The screwed on by means of a thread 13 holder 7 has a light outlet opening 14 through which the light cone 15 emerges. The holder 7 can be unscrewed from the guide sleeve 1 in order to remove and clean the glass pane 5 .

The effect of the low-reflection line termination is based on the fact that there is no reflection at the butt contact between glass fiber 3 and glass pane 5 , because materials with the same optical refractive index meet here. Depending on the quality of the layer, only a very small reflection occurs on the anti-reflective layer 6 . As a result, the entire arrangement is low-reflection. The reflection factor of a glass fiber end can thus easily be reduced to less than 0.2%.

The low-reflection line connection is used so that the fiber optic connector is screwed onto the guide sleeve 1 by means of the union nut 11 . The bracket 7 can be screwed onto a power measuring head if power measurements are to be carried out. The flange 9 , the spring 10 and the union nut 11 are shown in simplified form to illustrate the principle of the resilient connector pin 2 .

With the arrangement according to the invention, a higher reproducibility in optical power measurements is achieved. An advantageous application arises in the measurement of back and forth wave components using an optical directional coupler. In FIG. 2, an example of measurement of the reflectance factor of an optical fiber component, for example an optical attenuator 16 is shown. A light transmitter 17 is connected via a directional coupler 18 to the attenuator 16 serving as a test object. This connection is made via the line arms 19 and 20 . The remaining two line arms 21 and 22 connect the directional coupler 18 to two optical power meters 23 , 24 , line terminations according to the invention being used as adapters 25 , 26 .

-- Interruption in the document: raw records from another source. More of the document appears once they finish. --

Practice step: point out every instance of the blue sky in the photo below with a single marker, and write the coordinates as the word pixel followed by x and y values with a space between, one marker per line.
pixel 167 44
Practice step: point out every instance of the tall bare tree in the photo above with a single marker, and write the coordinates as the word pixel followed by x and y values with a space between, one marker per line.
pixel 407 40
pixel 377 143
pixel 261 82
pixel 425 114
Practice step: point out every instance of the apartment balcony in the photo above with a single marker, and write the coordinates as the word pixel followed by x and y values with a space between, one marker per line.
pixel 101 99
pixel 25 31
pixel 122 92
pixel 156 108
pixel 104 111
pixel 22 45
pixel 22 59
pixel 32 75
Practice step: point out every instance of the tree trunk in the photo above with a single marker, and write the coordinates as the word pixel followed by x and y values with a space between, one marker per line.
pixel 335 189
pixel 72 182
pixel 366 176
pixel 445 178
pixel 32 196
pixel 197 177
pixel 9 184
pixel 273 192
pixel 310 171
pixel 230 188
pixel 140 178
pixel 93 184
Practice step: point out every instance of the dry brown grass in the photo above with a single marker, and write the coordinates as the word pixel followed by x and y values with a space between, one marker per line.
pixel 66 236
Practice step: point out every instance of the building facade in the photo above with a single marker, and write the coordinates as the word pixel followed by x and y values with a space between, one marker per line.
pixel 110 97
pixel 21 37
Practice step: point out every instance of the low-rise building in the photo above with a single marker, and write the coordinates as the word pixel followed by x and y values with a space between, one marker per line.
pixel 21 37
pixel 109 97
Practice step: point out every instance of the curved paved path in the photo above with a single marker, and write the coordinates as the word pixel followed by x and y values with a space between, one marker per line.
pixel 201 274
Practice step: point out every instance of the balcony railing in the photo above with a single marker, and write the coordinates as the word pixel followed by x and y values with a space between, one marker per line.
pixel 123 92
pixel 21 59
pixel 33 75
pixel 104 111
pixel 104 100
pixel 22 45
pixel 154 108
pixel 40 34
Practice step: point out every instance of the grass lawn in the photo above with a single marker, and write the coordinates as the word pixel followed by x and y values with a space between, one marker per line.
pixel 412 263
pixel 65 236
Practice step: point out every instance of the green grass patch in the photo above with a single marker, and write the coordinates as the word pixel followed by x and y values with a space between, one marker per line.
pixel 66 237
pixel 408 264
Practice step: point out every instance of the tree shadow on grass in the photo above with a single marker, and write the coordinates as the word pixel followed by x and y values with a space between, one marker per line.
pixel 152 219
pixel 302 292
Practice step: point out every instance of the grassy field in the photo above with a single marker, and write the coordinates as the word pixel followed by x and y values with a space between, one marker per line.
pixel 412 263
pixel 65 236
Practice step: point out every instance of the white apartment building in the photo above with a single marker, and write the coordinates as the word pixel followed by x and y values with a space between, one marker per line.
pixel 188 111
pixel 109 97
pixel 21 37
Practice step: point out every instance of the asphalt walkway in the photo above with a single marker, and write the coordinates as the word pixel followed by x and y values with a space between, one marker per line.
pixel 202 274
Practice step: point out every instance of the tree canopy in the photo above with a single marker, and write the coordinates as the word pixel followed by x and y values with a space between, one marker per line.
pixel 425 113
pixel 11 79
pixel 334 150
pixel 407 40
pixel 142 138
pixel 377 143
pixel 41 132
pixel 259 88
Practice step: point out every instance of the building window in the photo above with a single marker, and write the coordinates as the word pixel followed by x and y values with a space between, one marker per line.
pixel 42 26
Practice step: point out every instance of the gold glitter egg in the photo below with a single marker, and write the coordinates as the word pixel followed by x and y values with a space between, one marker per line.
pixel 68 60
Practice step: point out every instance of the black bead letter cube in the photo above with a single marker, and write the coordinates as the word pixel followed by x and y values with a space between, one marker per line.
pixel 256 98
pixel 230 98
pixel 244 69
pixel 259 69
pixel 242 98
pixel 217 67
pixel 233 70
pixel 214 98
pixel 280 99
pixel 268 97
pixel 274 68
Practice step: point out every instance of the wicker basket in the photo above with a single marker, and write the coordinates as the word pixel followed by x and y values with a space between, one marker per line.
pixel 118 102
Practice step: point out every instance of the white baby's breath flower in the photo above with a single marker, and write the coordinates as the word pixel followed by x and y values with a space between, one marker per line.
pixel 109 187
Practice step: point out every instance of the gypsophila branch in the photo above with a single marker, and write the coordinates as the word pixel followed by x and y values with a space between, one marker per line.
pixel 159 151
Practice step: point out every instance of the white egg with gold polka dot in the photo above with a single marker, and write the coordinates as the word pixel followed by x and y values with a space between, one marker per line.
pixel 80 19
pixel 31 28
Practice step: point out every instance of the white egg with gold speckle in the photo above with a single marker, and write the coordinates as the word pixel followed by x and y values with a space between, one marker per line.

The directional coupler 18 works in such a way that the power in the line arm 22 is proportional to the power in the line arm 20 running towards the measurement object 16 . In line arm 21 there is no performance contribution. The course of the power fed in is represented by the arrows I 1 , I 2 , I 3 .

Accordingly, the power in the line arm 21 is proportional to the power reflected by the measurement object 16 . No performance contribution may arise in the line arm 22 due to the reflected power. It is crucial for this measurement that the power meters 23 , 24 are closed with little reflection. For example, would occur xion a Refle the power sensor 24, so this rule would distort the measurement result in the line arm 21. The power reflected by the measurement object 16 is given as an arrow R 1 , which is divided according to the arrows R 2 and R 3 on the line arms 19 and 21 .

Claims (5)

1. Low reflection line termination for optical fibers, which has an optical anti-reflective coating for reducing reflection, characterized in that at the end of the line a glass pane ( 5 ) on the end face ( 4 ) of the optical fiber ( 3 ) rests that the glass plate ( 5 ) has the same optical refractive index as the optical fiber ( 3 ), and that the anti-reflective layer ( 6 ) is applied on the output side facing away from the optical fiber ( 3 ). 2. Line termination according to claim 1, characterized in that a spring element ( 10 ) presses the end face ( 4 ) of the optical fiber ( 3 ) against the glass pane ( 5 ). 3. Line termination according to one of claims 1 or 2, characterized in that the end of the optical fiber ( 3 ) is designed as a resilient plug pin ( 2 ) which is guided through a guide sleeve ( 1 ) to the glass pane ( 5 ), and that a elastic bearing element ( 8 ) for the glass pane ( 5 ) is arranged between the latter and the guide sleeve ( 1 ). 4. Line termination according to claim 3, characterized in that with the guide sleeve ( 1 ) connectable holding tion ( 7 ) presses the glass pane ( 5 ) from the outside against a bearing element ( 8 ) serving O-ring and thereby fixed. 5. Line termination according to one of the preceding claims, characterized in that the line termination in Meßanordnun gene is used as a low-reflection adapter ( 25 , 26 ) between optical fiber and power meter ( 23 , 24 ).